3 Key Questions to Get Your Story Off the Ground

Ever find yourself struggling as you launch a new project? For me, getting the story off the ground offers a daunting challenge, at least until I figure out the answers to these questions. Keep answering with each new story, chapter, and scene, and eventually, you'll have yourself a book -- or at least an engaging, complete manuscript, ripe for shaping and editing.

1. Is the person telling the story sufficiently compelling? Will the reader emotionally relate to and quickly bond with this character? Or does the character elicit a strong reaction, whether it be curiosity, fascination, or even horror? Interchangeable, "generic" characters need not apply, even for supporting roles. When working to answer this question, ask yourself if the scene would be stronger or more interesting from another player's point of view? Don't hesitate to try writing the same scene from a different POV to find out which works best.

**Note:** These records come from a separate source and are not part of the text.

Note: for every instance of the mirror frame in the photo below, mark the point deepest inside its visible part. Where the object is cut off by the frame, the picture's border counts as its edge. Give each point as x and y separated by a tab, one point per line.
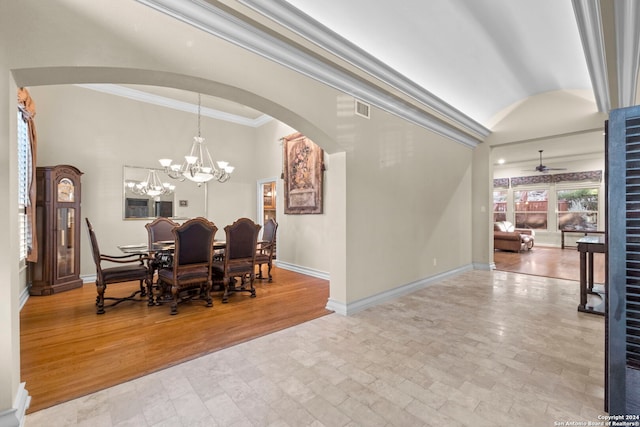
185	194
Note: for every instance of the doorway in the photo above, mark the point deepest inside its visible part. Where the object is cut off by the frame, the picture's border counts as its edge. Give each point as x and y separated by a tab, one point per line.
266	200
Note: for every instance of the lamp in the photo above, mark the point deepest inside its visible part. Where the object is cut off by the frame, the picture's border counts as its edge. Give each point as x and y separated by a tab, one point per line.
151	187
198	166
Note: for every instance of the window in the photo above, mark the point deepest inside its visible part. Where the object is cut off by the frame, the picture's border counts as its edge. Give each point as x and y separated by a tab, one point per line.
24	172
531	209
500	205
578	209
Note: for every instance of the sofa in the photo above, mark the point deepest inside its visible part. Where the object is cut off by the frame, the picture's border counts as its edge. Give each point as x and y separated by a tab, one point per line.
508	238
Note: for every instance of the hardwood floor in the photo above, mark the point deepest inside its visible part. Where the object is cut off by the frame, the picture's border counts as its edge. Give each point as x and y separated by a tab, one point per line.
68	351
547	262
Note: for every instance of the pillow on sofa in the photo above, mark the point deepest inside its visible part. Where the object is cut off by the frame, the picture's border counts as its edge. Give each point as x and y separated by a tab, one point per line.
503	226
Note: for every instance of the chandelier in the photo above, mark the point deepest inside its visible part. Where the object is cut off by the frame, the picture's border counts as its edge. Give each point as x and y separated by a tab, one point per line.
198	166
151	187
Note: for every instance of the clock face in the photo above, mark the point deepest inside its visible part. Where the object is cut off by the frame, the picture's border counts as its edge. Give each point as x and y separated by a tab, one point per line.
65	190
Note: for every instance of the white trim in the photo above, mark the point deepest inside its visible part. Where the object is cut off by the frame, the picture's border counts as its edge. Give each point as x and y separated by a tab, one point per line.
24	296
215	21
356	306
138	95
88	278
302	24
589	23
302	270
15	416
627	23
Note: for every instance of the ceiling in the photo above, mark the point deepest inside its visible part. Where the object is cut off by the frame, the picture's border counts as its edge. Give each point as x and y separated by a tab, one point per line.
480	56
461	61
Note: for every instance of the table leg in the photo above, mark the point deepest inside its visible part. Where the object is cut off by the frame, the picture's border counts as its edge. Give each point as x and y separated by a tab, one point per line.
583	280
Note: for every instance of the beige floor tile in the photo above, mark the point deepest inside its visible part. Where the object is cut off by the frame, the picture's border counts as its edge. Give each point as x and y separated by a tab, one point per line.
480	348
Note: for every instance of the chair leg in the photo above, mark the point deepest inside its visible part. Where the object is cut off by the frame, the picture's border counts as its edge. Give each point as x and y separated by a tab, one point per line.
225	296
207	293
269	271
100	298
252	289
149	281
174	300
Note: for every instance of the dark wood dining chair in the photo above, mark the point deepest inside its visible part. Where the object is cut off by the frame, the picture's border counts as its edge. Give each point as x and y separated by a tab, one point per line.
266	248
160	230
192	259
132	268
239	257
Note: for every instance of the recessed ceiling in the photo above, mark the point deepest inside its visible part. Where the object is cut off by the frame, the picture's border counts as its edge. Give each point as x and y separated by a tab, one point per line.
478	56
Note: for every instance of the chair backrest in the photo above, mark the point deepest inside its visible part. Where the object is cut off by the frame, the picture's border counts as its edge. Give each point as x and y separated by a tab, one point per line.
242	239
160	230
194	242
269	231
95	250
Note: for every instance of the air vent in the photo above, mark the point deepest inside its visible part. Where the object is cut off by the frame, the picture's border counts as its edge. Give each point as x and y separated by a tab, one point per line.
362	109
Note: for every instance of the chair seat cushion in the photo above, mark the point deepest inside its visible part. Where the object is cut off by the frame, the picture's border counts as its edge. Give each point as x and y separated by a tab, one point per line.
123	273
239	267
196	273
261	258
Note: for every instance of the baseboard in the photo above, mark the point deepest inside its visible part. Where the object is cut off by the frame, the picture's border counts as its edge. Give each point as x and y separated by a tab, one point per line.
24	296
484	266
88	278
356	306
15	417
302	270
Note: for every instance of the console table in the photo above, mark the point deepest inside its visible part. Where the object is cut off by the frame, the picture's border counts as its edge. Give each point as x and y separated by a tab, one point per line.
583	232
587	246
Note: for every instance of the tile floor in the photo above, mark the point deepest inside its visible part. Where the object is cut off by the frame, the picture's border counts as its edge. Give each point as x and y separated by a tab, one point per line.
480	349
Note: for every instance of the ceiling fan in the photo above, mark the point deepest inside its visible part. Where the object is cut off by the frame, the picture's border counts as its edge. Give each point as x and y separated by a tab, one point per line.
542	168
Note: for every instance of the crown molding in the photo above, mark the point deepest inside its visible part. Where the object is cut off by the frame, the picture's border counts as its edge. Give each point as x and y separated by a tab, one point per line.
293	19
627	18
138	95
215	21
589	22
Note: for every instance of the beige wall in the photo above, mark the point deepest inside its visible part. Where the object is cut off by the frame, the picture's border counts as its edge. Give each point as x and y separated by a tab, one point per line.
10	271
399	199
100	133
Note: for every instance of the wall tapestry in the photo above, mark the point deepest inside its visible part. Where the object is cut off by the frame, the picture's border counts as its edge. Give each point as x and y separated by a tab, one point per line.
303	167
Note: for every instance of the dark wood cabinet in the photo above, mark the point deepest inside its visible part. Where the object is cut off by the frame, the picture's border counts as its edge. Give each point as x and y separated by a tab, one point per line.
58	230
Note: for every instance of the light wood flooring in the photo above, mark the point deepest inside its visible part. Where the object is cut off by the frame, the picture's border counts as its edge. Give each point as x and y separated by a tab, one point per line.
548	262
68	351
482	348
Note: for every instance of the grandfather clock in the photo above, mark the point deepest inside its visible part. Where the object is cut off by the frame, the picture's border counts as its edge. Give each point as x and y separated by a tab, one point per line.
58	230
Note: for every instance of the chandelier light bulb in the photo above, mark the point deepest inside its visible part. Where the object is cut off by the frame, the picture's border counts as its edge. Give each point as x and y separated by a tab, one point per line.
198	165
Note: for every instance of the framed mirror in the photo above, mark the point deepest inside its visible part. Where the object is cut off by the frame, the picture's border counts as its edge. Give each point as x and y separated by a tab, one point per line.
149	193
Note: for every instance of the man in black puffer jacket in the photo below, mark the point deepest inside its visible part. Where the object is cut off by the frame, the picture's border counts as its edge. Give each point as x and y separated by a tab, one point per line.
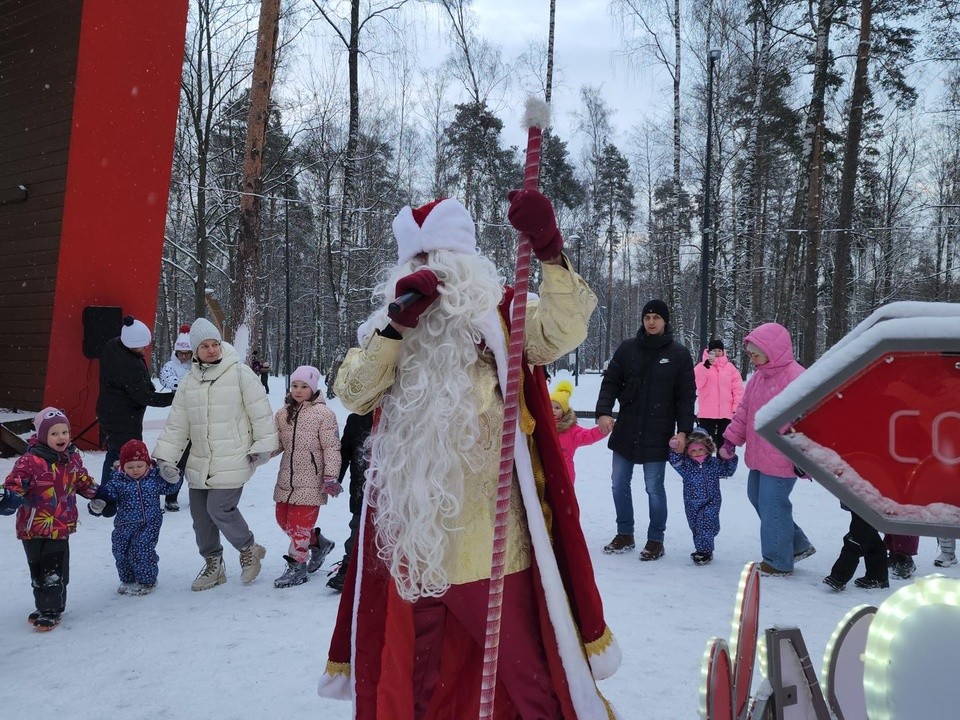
125	389
651	376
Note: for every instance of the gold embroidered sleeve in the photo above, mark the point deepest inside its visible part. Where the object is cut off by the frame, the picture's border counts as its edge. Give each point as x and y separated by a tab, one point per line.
367	373
557	322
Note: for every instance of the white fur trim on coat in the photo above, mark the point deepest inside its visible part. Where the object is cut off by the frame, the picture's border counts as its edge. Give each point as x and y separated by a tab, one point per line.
448	226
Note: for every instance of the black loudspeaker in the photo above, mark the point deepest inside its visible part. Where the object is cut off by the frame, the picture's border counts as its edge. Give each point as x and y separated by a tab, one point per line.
99	325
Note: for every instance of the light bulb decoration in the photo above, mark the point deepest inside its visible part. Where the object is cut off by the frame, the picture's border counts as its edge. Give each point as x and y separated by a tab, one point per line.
910	659
895	662
842	667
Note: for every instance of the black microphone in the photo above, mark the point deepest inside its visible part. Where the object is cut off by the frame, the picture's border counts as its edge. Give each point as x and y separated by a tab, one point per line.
403	302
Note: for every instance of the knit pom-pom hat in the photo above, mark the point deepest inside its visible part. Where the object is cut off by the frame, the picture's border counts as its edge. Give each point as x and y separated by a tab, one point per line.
134	451
306	374
134	333
701	437
561	394
46	419
183	340
202	329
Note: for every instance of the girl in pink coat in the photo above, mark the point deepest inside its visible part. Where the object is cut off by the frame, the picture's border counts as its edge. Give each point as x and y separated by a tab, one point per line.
772	475
309	468
719	390
571	435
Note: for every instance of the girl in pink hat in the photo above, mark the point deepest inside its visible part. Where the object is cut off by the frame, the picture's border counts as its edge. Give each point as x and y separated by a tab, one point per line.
48	478
309	468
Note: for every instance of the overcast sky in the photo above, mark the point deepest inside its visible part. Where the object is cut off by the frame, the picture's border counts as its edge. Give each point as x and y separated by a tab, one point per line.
585	42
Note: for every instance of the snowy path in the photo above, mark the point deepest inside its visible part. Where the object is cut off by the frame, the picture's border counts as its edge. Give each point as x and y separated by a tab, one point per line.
254	652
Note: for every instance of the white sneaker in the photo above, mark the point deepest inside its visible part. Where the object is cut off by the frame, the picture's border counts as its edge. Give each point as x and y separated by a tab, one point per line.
250	558
945	559
213	573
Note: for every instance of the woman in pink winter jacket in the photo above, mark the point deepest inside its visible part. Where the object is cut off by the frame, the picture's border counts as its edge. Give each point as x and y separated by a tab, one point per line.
571	435
772	475
719	389
309	468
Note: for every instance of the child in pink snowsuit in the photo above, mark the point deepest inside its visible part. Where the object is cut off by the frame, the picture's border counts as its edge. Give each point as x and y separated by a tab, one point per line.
571	435
310	442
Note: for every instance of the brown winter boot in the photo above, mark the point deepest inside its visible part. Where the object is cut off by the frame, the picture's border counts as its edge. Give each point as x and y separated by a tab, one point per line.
653	550
620	544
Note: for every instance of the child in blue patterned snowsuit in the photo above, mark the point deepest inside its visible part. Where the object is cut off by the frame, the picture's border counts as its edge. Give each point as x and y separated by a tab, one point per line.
136	488
701	471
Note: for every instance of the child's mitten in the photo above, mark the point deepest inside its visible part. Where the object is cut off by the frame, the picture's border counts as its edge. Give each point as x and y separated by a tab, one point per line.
728	451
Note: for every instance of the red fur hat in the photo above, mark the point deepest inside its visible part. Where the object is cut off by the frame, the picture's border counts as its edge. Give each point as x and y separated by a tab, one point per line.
134	451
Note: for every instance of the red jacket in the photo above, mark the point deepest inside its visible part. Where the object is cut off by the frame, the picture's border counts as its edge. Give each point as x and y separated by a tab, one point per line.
49	482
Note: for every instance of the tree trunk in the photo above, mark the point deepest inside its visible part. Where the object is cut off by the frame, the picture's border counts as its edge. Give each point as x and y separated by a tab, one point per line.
810	196
840	306
246	288
673	285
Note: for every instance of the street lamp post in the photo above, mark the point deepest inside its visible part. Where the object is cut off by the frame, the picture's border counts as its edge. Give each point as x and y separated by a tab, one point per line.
286	262
576	353
712	58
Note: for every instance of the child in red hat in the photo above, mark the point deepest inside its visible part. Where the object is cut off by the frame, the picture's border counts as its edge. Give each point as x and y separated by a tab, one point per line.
136	487
47	478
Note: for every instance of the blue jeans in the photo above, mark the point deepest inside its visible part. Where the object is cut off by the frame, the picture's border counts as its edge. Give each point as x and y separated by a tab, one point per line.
623	496
780	537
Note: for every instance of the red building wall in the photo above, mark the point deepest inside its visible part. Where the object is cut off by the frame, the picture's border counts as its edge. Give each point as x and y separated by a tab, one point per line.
118	176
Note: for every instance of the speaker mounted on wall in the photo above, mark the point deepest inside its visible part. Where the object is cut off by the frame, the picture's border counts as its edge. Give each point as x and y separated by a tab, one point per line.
100	323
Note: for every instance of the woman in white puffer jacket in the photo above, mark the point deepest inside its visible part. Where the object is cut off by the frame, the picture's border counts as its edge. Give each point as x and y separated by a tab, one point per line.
222	410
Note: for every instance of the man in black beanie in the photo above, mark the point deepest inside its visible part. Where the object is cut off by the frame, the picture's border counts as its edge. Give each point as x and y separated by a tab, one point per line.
651	376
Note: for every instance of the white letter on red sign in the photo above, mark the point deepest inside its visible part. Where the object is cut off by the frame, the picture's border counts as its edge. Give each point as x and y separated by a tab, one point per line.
936	438
893	436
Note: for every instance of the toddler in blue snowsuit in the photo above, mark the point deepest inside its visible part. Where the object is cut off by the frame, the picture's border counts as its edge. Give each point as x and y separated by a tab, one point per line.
136	488
701	471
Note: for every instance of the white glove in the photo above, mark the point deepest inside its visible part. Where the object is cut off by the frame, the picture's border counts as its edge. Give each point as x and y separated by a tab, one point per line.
168	471
331	487
257	459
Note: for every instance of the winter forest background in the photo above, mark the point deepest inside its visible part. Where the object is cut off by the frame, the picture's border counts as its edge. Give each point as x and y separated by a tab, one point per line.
836	162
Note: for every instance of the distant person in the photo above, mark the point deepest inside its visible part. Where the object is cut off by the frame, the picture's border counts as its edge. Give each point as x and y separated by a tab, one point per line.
948	552
572	435
177	367
134	488
772	475
902	549
651	376
221	411
719	389
125	390
862	541
262	369
47	479
354	456
310	441
701	472
171	374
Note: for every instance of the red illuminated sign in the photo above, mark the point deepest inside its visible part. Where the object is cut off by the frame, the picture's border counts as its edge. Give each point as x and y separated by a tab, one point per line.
877	419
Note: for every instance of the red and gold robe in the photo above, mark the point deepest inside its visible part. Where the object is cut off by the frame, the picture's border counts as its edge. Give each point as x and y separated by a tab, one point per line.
370	659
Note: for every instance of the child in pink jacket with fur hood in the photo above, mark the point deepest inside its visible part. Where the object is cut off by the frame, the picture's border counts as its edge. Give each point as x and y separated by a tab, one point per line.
772	475
310	442
572	436
719	389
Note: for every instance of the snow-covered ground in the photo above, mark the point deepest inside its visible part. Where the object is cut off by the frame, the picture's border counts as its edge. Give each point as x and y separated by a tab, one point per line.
257	652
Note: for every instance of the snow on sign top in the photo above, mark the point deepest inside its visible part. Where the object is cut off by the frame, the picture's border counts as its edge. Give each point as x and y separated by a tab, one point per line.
877	419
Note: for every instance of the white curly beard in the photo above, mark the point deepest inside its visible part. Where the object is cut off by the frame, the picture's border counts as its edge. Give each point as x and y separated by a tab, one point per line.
428	422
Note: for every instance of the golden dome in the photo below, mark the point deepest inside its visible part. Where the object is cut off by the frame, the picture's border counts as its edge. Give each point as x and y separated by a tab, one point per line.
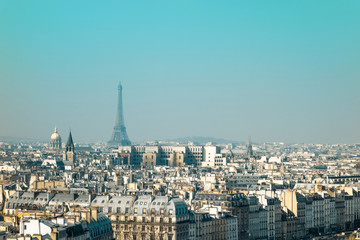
55	135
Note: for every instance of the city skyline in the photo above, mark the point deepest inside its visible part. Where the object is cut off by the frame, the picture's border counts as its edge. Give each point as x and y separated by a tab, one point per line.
277	72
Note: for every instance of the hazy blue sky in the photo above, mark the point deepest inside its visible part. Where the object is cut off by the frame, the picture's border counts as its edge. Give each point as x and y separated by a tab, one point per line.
276	70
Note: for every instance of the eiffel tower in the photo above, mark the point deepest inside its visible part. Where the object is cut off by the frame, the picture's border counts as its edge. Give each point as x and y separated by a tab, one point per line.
119	136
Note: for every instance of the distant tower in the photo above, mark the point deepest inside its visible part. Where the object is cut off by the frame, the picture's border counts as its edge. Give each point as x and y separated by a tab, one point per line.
55	141
249	151
119	136
69	154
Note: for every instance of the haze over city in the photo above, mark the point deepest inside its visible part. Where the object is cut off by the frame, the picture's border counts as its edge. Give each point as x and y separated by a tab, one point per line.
277	71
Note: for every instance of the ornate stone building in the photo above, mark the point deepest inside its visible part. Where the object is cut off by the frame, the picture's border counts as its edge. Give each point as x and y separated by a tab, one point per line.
146	217
69	154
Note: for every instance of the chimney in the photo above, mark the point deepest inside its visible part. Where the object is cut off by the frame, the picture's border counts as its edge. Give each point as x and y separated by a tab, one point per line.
94	213
54	233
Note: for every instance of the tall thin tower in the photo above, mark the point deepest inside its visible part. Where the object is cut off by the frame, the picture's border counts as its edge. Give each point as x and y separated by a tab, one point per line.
119	136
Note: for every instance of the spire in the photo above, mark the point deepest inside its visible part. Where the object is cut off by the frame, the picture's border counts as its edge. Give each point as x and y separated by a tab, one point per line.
70	142
249	151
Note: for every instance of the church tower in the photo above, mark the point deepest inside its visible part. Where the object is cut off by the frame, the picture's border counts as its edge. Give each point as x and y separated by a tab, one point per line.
55	141
249	151
69	154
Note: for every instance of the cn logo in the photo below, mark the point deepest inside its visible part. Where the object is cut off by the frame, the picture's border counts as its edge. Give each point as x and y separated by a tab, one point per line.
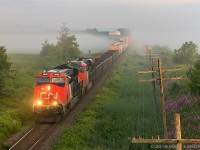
48	95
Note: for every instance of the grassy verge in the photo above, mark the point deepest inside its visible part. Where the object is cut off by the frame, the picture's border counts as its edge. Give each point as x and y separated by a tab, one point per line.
122	108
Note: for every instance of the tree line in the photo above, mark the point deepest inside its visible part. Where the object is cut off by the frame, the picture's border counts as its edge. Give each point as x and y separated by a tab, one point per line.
67	48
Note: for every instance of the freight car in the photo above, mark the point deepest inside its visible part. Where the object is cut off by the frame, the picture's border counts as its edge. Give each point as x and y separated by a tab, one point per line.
58	89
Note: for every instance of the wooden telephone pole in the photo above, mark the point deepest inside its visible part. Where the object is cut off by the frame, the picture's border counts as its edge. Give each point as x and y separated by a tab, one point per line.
161	79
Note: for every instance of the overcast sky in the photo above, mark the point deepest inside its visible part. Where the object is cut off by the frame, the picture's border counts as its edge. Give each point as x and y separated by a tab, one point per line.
161	22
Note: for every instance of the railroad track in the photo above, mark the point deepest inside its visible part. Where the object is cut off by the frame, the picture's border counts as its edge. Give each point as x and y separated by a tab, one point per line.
34	137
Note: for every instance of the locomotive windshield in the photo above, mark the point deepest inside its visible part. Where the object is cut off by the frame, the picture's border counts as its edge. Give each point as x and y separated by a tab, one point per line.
58	81
43	79
46	80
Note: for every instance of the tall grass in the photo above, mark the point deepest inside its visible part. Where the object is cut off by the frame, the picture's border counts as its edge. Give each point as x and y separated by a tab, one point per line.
122	108
17	98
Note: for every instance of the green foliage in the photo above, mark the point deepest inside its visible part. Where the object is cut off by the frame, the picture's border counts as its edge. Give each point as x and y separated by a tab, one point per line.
65	49
16	104
9	122
188	53
4	68
194	78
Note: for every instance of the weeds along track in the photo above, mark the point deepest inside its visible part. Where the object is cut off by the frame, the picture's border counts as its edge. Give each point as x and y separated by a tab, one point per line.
33	137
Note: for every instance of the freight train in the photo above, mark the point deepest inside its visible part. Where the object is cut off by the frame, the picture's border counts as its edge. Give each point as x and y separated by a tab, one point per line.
58	89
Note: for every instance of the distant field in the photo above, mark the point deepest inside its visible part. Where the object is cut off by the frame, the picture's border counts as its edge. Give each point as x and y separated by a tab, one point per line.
24	60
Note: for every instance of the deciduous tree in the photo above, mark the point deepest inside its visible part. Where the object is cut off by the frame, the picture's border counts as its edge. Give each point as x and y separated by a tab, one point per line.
4	67
188	53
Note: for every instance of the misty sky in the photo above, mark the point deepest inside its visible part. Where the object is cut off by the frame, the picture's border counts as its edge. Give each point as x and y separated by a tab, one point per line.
25	24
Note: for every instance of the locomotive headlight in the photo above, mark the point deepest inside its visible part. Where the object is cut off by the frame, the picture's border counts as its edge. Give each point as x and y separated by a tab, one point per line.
39	102
55	103
49	88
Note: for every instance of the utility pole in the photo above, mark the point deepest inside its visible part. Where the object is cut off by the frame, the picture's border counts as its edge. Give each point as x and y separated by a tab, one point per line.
161	79
149	53
162	98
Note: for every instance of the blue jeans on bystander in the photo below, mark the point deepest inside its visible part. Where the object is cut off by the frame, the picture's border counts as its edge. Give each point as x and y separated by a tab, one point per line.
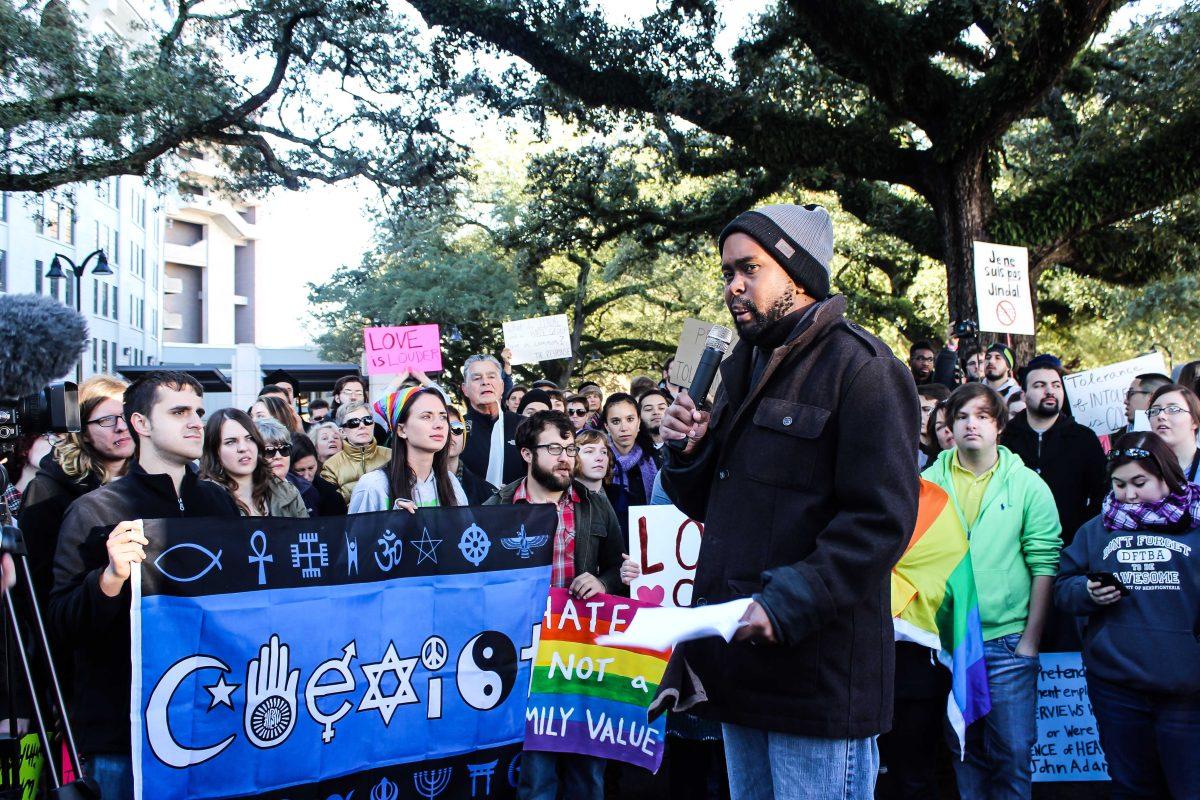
771	765
997	763
582	776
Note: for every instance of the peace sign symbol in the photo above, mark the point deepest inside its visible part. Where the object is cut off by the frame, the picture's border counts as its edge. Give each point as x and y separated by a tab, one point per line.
435	653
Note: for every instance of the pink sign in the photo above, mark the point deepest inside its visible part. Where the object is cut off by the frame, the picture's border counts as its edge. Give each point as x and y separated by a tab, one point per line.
391	350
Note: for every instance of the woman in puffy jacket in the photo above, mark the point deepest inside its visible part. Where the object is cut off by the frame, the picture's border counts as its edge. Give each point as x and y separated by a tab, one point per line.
1134	573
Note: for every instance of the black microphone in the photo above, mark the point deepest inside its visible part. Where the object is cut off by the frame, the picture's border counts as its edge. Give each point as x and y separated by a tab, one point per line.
40	342
715	347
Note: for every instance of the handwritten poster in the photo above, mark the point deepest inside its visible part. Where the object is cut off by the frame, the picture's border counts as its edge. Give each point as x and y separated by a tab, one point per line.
1068	746
593	698
540	338
391	350
1002	288
666	543
691	346
1097	396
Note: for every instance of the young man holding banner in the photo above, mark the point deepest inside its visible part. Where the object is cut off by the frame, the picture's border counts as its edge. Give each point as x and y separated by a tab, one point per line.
587	560
100	542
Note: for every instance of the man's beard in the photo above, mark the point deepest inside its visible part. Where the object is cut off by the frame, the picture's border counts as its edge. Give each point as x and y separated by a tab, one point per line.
549	479
1044	411
760	320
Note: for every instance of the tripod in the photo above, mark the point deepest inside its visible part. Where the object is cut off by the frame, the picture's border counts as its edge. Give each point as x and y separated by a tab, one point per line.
13	543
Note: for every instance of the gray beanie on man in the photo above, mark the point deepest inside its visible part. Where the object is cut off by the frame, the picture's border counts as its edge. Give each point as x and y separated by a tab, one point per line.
798	236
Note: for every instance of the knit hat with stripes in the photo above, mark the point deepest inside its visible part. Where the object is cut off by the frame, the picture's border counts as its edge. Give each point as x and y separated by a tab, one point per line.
798	236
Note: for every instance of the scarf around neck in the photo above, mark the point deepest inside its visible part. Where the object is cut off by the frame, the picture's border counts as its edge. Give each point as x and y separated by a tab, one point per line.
1175	512
634	458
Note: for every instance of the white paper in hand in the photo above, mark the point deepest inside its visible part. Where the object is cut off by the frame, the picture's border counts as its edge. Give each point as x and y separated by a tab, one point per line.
658	629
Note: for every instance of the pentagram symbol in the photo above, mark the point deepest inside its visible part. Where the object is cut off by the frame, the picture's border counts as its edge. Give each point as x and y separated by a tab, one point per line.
426	547
474	545
375	698
270	719
435	653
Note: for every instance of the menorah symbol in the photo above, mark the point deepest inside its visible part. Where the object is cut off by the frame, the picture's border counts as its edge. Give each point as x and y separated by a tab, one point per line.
431	783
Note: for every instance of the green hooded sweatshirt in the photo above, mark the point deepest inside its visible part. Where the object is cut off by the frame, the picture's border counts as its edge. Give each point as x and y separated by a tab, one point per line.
1015	537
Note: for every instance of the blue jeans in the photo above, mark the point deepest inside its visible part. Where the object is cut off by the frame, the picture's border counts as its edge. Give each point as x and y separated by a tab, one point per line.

2. Does the character's trouble matter enough? Stories typically begin with a compelling character in a monumental jam of some sort. (If yours doesn't, you may have begun in the wrong spot.) Ask yourself, is this a humdrum, everyday sort of issue that anyone with a handful of working brain cells could solve? Ask yourself as a reader, why should I care enough to waste my time worrying about whether the character comes up with a solution. Then brainstorm ways to make the issue matter more.

3. What could happen to make the trouble far worse? Ask yourself, who would be the worst possible person to show up? What would heap even more stress on the character? What would complicate matters so horrendously that even you can't figure out (for hundreds of pages and thousands of hours, at least) how the character's issues can finally be resolved?

These are just a few of the important questions I ask myself repeatedly as I work to give a story wings. Are there any you would add to this collection?

Note on the art: An old French poster on future flight, from Wikimedia commons. Cool, huh?


Sharon Forret said…
Great questions, Colleen! Really important to sometimes take it back to the basics and make sure you're meeting these criteria. When I return to my manuscript tonight, I'll be thinking how I can make things so much worse for the characters! Ah, socially acceptable deviousness!
Teri Thackston said…
Hi, Colleen,
These are terrific questions and I'm going to keep them in mind as I work on my WIP.
Thanks, Teri and Sharon. It seems as if these considerations ought to become ingrained at some point, but I often have to consciously think them through when I find myself bogging down.
Suzan Harden said…
My favorite has always been #3. If my characters ever came to life, I'd be in big trouble for what I've done to them. LOL
You and me both, Suzan!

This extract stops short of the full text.